Unlike Marble’s decline, Kaylee’s was sudden and unexpected. She had slowed down in her elder years, but she seemed perfectly healthy: sleeping in her chair, walking around the house like she was vaguely dissatisfied with the world, sleeping under the bookshelf, walking around my room like she was specifically dissatisfied with me, and sleeping in her chair. I loved Kaylee because she was effortlessly adorable. She lacked the frenetic energy of a kitten but had that aloofness of an adult cat down. After Marble’s death, I took solace in the hope in that Kaylee would be around for a long time. Now another part of my childhood has slipped away from me, just as I seem to be preparing to uproot myself entirely.
We still have Sarah, our rambunctious newest addition to the family. She remains energetic and unpredictable, racing from one room to another and swiping at anything that so much as twitches while in her field of view.

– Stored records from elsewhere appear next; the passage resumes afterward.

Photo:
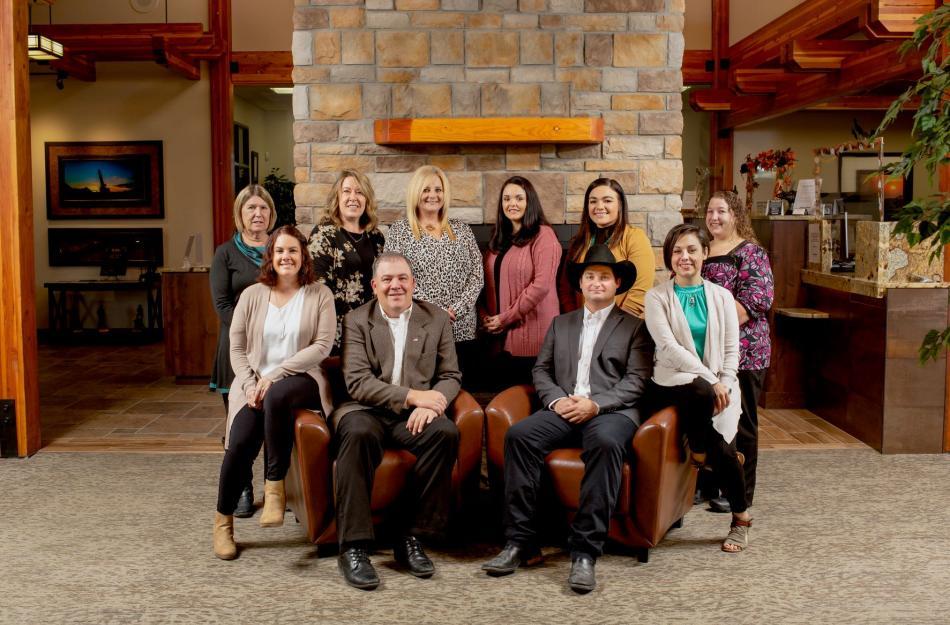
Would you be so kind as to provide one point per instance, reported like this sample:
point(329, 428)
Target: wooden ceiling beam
point(821, 54)
point(77, 66)
point(894, 19)
point(710, 100)
point(697, 67)
point(267, 69)
point(757, 81)
point(859, 73)
point(811, 19)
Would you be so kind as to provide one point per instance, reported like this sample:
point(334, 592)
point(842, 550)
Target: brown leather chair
point(309, 483)
point(656, 489)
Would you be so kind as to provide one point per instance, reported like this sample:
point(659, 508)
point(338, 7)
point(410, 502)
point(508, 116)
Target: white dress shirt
point(593, 322)
point(399, 329)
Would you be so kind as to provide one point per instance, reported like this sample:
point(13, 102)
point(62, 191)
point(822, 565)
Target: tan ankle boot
point(274, 504)
point(224, 546)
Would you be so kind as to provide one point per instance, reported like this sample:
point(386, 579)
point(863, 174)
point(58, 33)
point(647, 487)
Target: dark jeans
point(605, 440)
point(272, 426)
point(695, 403)
point(360, 438)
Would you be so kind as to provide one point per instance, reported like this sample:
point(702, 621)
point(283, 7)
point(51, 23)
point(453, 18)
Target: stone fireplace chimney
point(358, 61)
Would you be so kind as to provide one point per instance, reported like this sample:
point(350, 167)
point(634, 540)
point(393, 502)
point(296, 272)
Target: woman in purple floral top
point(737, 262)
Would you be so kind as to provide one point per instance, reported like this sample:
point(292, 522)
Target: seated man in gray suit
point(401, 374)
point(590, 376)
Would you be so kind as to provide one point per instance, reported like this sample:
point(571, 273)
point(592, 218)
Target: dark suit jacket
point(620, 367)
point(429, 360)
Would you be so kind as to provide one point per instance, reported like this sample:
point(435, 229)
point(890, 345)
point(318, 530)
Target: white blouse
point(281, 330)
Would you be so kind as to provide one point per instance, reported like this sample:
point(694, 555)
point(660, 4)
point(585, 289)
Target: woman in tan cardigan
point(282, 329)
point(605, 221)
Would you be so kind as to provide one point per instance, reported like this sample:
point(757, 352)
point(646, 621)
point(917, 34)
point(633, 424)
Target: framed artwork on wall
point(104, 180)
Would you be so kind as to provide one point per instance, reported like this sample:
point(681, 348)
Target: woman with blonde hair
point(345, 243)
point(443, 253)
point(235, 267)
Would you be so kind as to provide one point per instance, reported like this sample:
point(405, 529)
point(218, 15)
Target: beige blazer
point(317, 329)
point(676, 361)
point(429, 359)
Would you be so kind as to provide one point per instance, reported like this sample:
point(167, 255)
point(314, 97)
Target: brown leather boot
point(224, 546)
point(274, 504)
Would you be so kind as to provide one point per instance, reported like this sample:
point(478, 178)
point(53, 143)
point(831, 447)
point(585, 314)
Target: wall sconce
point(43, 48)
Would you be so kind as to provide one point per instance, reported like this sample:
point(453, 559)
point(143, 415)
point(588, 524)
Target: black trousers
point(361, 437)
point(695, 403)
point(272, 426)
point(605, 440)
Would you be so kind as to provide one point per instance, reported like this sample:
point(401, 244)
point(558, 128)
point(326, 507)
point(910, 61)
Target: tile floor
point(118, 398)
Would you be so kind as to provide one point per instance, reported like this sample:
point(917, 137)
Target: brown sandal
point(738, 536)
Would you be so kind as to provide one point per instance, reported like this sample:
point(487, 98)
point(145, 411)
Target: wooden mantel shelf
point(490, 130)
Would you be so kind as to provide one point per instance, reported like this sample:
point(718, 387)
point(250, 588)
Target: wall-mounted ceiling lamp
point(43, 48)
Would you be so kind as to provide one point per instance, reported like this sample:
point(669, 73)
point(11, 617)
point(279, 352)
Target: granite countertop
point(868, 288)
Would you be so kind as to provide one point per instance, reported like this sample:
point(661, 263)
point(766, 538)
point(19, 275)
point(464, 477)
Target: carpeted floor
point(844, 536)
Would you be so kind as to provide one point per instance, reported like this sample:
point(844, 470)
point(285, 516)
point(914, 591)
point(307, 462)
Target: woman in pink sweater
point(520, 271)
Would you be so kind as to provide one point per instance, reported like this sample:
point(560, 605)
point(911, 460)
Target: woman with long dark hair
point(605, 222)
point(520, 298)
point(282, 329)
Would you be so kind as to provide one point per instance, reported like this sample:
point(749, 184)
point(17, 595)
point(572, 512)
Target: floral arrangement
point(782, 161)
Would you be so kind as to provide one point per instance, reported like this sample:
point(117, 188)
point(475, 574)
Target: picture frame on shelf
point(858, 179)
point(104, 180)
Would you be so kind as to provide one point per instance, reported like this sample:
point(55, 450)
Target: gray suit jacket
point(621, 365)
point(429, 360)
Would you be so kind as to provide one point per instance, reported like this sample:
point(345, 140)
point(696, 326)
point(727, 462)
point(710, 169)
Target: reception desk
point(191, 325)
point(859, 364)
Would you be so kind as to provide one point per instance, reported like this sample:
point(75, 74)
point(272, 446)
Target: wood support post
point(222, 115)
point(18, 357)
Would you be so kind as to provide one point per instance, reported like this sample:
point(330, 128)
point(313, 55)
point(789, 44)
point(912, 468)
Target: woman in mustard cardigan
point(521, 263)
point(605, 221)
point(282, 329)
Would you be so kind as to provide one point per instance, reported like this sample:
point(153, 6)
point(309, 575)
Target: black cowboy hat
point(601, 255)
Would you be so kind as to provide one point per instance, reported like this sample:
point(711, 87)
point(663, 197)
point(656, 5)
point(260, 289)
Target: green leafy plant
point(282, 191)
point(926, 220)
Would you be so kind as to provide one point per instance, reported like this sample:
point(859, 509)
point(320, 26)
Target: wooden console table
point(68, 307)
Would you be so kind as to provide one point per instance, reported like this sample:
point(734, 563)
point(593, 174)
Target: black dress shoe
point(409, 553)
point(581, 579)
point(245, 507)
point(357, 570)
point(510, 558)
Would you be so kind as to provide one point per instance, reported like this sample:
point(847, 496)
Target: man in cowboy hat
point(590, 376)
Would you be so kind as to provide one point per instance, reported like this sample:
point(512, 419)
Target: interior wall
point(271, 135)
point(128, 101)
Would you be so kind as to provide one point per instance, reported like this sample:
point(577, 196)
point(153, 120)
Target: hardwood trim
point(18, 356)
point(490, 130)
point(263, 68)
point(822, 54)
point(812, 19)
point(879, 65)
point(222, 119)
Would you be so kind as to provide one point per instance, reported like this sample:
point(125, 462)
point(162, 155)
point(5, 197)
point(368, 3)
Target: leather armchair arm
point(470, 420)
point(507, 408)
point(664, 478)
point(311, 497)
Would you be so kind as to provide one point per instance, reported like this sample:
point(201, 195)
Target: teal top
point(693, 301)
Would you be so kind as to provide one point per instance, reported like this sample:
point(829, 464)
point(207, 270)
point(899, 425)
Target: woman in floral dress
point(345, 244)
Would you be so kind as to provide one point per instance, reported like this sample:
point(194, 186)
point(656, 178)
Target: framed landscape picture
point(104, 179)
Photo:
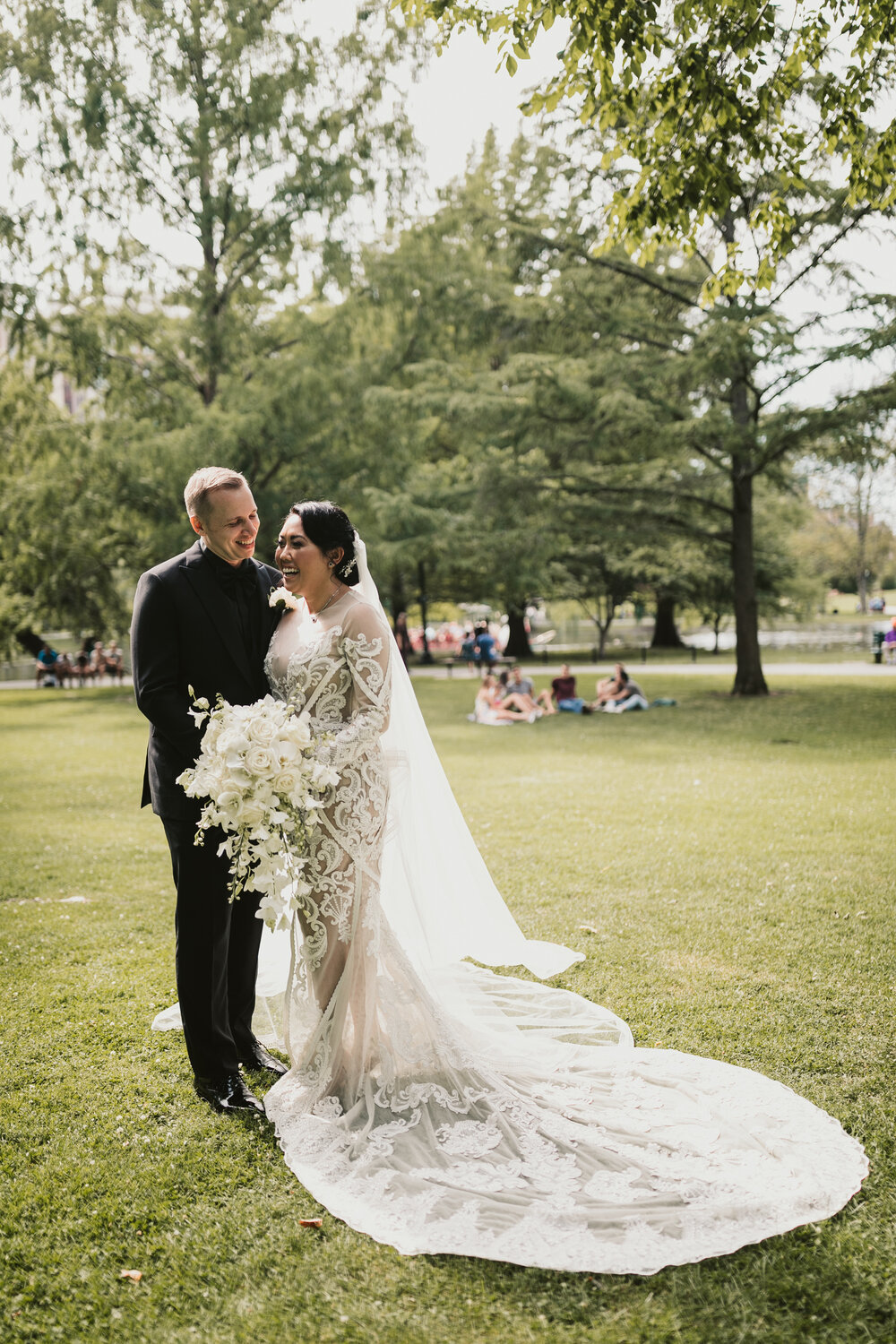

As I write this, she is curled up in Kaylee’s chair, having inherited it and declared her intention to keep it warm in Kaylee’s stead. I have managed to love Sarah with the same fervour and IQ-dropping abandonment as I did Marble and Kaylee. I love her for different reasons—different habits and quirks of personality. But it helps, you know?
Bye, Kaylee. I will miss you. But thank you for being such a great cat for as long as you were.